No
sé si sabré contarlo.
El
sol entraba por la ventana aquel día que nos acostamos, el primero, y entonces
pensé en las veces que había imaginado este momento, tu casa rodeada de
rododendros y las sábanas blancas aireándose con la brisa que venía del mar,
pájaros rojos y niños en bicicleta que saludaban con la mano al
pasar.
Mi
traje azul que habías colgado con cuidado de una percha me producía una curiosa
sensación, un extraño en tu cama, con libros de autoayuda en la mesilla y
fotografías de toda una vida por las paredes, tus hijos pequeños,
tus padres, ni rastro de Mark.
Antes
habíamos tomado café con ese pastel de limón que te sale delicioso, nos
hablábamos de esto y aquello, nos atropellábamos, nos quitábamos la palabra
fingiendo tranquilidad.
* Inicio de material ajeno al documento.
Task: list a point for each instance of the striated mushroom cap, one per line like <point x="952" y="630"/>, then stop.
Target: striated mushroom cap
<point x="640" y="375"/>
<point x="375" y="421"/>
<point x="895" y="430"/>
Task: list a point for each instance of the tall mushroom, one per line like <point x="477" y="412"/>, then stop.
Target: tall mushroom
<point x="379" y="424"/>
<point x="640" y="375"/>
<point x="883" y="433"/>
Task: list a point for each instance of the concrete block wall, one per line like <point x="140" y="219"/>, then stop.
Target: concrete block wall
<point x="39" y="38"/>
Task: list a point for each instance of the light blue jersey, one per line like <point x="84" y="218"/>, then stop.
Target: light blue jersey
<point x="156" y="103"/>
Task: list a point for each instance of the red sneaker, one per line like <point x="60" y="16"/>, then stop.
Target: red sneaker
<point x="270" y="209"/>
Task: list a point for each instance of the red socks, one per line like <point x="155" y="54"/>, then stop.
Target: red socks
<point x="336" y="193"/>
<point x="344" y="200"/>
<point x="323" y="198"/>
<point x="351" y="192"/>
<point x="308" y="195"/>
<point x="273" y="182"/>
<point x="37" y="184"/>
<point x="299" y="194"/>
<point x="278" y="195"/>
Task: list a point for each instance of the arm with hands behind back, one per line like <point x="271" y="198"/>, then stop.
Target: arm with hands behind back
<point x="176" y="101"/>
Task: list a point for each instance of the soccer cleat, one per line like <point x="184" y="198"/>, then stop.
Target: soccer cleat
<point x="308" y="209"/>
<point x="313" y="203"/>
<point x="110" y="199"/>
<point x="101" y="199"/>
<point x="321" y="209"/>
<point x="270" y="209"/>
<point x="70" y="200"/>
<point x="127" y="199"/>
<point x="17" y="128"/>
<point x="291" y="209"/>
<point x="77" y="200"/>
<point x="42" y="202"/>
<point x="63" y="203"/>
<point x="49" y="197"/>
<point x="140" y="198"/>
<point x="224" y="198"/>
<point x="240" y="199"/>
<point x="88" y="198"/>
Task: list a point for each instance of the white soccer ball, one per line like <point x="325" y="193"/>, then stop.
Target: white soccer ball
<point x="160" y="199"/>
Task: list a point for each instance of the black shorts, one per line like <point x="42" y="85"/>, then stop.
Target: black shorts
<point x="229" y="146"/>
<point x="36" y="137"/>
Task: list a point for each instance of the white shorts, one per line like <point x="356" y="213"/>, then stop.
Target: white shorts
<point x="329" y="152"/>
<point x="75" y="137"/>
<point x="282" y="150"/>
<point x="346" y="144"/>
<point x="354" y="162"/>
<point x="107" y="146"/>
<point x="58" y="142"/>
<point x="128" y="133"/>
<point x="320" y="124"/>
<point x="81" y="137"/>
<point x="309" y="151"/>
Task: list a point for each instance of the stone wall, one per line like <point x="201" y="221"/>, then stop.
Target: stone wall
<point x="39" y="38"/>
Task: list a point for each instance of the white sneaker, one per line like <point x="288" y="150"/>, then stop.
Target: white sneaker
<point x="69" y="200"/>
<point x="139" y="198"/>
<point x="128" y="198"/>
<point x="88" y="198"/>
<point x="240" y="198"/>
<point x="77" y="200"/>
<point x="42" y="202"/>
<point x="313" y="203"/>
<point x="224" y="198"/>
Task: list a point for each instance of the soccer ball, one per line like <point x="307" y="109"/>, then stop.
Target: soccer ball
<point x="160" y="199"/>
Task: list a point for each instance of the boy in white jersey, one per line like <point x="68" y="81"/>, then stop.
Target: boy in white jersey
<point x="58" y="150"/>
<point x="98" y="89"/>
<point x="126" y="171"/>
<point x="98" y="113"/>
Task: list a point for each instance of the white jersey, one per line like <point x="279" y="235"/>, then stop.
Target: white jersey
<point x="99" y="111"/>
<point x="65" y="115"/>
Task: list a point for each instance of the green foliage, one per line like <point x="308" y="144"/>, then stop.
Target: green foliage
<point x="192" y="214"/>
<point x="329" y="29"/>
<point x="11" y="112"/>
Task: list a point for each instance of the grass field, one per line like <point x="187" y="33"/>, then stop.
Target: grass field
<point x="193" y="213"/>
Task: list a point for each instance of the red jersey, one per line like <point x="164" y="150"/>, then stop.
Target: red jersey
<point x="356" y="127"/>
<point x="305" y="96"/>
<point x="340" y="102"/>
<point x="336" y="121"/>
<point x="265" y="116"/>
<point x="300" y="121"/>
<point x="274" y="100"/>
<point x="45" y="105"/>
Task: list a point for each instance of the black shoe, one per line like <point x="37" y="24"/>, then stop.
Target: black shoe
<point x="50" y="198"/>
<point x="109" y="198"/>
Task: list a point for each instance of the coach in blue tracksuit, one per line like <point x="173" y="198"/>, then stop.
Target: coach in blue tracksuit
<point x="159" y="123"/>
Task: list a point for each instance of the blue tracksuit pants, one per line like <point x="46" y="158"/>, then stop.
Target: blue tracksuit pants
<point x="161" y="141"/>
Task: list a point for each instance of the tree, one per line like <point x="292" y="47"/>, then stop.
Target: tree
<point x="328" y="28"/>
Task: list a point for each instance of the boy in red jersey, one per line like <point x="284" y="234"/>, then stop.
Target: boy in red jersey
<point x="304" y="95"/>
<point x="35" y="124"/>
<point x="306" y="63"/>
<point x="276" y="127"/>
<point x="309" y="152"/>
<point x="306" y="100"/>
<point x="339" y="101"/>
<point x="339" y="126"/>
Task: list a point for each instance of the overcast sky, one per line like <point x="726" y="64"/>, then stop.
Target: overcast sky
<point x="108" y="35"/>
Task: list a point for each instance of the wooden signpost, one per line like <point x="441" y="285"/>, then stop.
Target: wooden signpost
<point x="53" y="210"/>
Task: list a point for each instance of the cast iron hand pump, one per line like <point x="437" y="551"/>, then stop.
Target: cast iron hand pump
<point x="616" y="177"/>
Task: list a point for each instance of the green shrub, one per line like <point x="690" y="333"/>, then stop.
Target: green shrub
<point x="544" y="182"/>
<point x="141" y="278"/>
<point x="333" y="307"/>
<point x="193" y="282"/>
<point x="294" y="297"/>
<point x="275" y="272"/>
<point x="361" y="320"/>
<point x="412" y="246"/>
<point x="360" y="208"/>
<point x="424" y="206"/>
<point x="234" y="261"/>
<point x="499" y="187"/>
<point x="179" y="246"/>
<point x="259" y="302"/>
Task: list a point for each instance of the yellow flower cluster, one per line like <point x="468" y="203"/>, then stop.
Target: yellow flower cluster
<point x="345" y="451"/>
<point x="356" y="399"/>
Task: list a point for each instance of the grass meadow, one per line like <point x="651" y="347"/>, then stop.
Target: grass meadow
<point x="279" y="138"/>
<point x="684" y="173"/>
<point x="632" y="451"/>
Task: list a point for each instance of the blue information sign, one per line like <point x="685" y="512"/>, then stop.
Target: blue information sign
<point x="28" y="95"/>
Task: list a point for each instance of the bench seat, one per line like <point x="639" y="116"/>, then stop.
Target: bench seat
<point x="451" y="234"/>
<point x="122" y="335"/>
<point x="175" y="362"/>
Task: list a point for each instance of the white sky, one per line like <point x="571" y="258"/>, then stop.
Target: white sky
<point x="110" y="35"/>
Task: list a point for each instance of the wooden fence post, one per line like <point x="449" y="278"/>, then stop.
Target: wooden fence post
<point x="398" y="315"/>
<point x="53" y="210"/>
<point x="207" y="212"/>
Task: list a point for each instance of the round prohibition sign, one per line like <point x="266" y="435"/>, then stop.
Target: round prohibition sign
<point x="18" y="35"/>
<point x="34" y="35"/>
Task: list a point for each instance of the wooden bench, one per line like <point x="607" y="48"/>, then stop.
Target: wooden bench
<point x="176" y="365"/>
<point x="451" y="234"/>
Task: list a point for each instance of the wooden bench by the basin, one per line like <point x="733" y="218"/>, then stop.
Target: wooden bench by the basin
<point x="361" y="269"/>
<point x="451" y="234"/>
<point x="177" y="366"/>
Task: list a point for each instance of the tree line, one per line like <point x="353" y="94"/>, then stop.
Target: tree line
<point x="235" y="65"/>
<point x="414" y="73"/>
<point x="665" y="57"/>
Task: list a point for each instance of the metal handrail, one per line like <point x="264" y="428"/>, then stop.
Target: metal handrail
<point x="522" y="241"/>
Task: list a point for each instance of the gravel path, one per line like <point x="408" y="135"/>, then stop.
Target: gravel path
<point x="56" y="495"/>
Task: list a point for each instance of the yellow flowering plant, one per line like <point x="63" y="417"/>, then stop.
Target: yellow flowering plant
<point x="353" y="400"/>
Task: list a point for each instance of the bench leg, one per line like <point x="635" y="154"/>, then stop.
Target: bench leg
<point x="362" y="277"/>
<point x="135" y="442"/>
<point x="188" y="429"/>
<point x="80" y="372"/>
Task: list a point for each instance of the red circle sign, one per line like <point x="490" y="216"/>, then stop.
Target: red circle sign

Entonces te besé, me levanté y te besé, un beso largo,
dulce pero enérgico, tan largo que los dos nos quedamos sin aliento y aun así,
en aquel momento, pude darme cuenta que el salón estaba lleno de flores.
También me di cuenta que aquel primer beso necesitaba otro, y otro, cerraste
los ojos y suspiraste y ahí estábamos, abrazados, de pie, un poco torpes, sin
saber muy bien si debíamos seguir.
Fuera
de la casa seguro que volaban las gaviotas, los niños jugaban al escondite y al
salto de cabra, alguna señora volvía del mercado con grandes bolsas y no había
sitio para aparcar porque era un buen día y la playa estaría llena de
veraneantes. Nada de esto nos importaba cuando te sugerí sentarnos en el sofá
negro y nos acariciamos, bueno, te acaricié, ya que tú no sabías si el límite
estaba en el borde de tu falda o en el cuello y mis manos te disuadían de poner
fronteras hasta que te sorprendí dos centímetros debajo de tu ombligo.
Fue
un largo suspiro, bajaste los ojos y los centinelas del pudor desaparecieron,
se hizo el silencio fuera, la casa quedó incomunicada y dijiste eso que después
se hizo costumbre, ¿vamos arriba? Subimos de la mano, besándonos, no
lo podía creer, te quitaste la ropa muy despacio, mirándome y desnuda doblaste
mis pantalones en una percha, acomodaste la chaqueta y escondiste los
calcetines dentro de los zapatos antes de juntar nuestros cuerpos y que el
mundo conocido desapareciera.
Ahora
me miras sonriendo, una flor en el pelo, el olor de la higuera entrando por la
ventana, también las altas voces del mercado semanal bajo el hotel, no sé dónde
estamos, en qué lugar del Sur, sin ojos que nos vigilen, ocultos, espías, las
casas blancas, con barrotes de hierro y música saliendo por las chimeneas. No
fue así- me dices- te abracé y tú no sabías si debías besarme o salir
corriendo. Cuando sentiste mi pecho velludo en tus senos temblaste, parecía que se
había desbocado tu corazón.
Por
la calle pasa un hombre montado en un burro, las casas están adornadas con
tiestos de geranios y jazmines, también hay cactus y una mujer barre el polvo
de la entrada, hace calor.
Anda,
ven –dice- lo has contado muy mal, inténtalo de nuevo.